Murrain W. A. Wright: Murrain, which is properly a cattle plague (see Mid. N. Dream, II, i, 97), is used in such execrations like ‘plague’ itself. See Temp., III, ii, 88: ‘A murrain on your monster!’ and Tro. & Cress., II, i, 20: ‘A red murrain o' thy jade's tricks!’ The word was also used of human diseases. In Stow's Summarie (1565), fol. 28a, under the date 1094, is a marginal note, ‘Great morein of men.’ [According to Skeat (Dict., s. v.) the word is closely allied to Old French morine, a dead carcass.—Ed.]

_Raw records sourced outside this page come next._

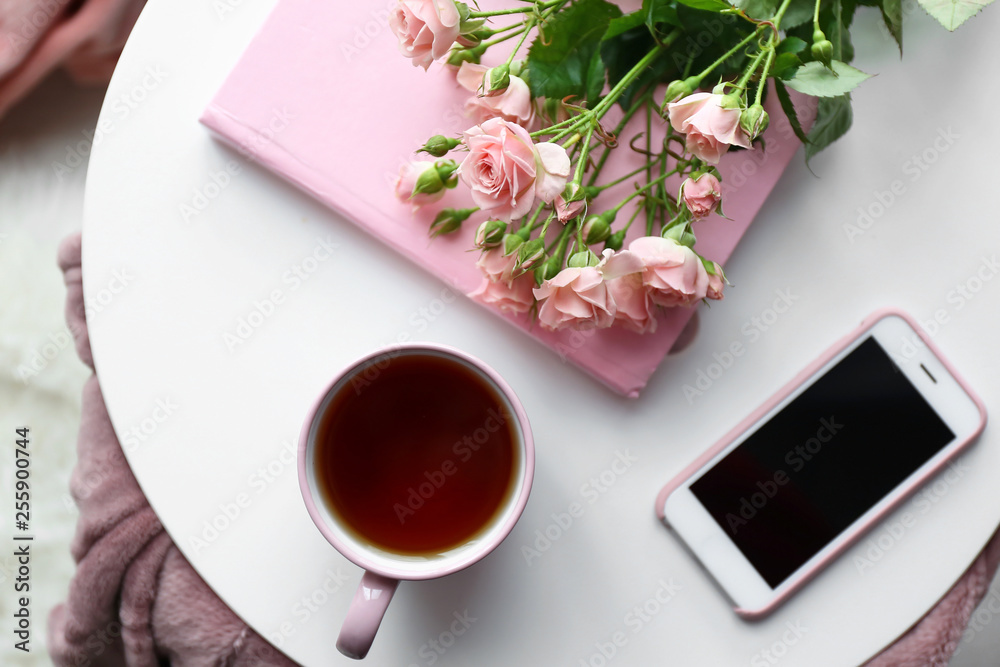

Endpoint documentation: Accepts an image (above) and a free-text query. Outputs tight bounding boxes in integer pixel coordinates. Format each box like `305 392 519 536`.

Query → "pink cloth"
48 228 1000 667
48 234 295 667
0 0 146 116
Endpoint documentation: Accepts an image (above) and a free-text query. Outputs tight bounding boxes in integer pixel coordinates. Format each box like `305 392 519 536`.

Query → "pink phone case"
656 308 986 620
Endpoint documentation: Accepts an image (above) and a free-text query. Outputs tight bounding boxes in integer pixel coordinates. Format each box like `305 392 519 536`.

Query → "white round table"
83 0 1000 667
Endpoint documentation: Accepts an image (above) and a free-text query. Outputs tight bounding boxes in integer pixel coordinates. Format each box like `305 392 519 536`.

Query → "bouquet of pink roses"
389 0 977 333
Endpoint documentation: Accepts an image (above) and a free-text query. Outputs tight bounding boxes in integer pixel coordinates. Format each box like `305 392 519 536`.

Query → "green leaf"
586 50 604 106
774 37 809 56
602 9 646 41
806 95 853 163
639 0 681 37
771 53 802 81
774 79 809 144
917 0 993 30
733 0 778 20
677 0 733 13
825 0 854 63
882 0 903 55
788 60 871 97
528 0 622 106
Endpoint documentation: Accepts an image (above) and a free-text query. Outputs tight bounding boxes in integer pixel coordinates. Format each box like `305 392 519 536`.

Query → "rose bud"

mouers Whitelaw: These clamourers for their rights, these disturbers of the State.—Schmidt (Coriolanus), for this use of ‘mover’ in the sense of a living, moving creature, compares: ‘O fairest mover in this mortal round.’—Ven. & Ad., l. 368.—W. A. Wright: That is, these active stirring fellows; contemptuously used of the loiterers for plunder. Others take it as equivalent to ‘these agitators.’ Shakespeare elsewhere uses ‘mover’ as he does ‘liver’ in the sense of living creature, a human being simply. See Ven. & Ad., l. 368. There is probably a play upon all these senses in the present instance.

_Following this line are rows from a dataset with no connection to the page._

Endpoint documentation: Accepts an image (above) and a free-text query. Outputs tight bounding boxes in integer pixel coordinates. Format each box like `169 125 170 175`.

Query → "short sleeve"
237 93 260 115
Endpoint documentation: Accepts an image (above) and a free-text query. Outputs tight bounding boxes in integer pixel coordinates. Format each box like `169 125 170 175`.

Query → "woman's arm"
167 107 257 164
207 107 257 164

hours Johnson, who follows the reading honours of Rowe ii, says: ‘I know not who corrected it. A modern editor who had made such an improvement would have spent half a page in ostentation of his sagacity.’—Malone: Mr Poye arbitrarily changed the word ‘hours’ to honours, and Dr Johnson, too hastily I think, approves of the alteration. Every page of Mr Pope's edition abounds with similar innovations. [This last statement is somewhat of an exaggeration, and, in the present instance at least, Pope is not to blame.—Ed.]—Capell (vol. I, pt i, p. 88): ‘Hours’ has a very good meaning, and should not have been chang'd into honours, as it is in the four last editors; the speaker could never think of applying that word to the men he is rating; their loss of time in this pilfering was what engag'd his thoughts most, as is evident from all he says afterwards.—Steevens: Coriolanus blames the Roman soldiers only for wasting their time in packing up trifles of such small value. So, in North's Plutarch, ‘Martius was marvellous angry with them, and cried out on them, that it was no time now to look after spoil and to run straggling here and there to enrich themselves,’ etc.—Wordsworth (Historical Plays, i, 118) justifies his omission of this and part of the next line on the ground that ‘If the reading be correct, the sentiment is awkwardly and harshly expressed.’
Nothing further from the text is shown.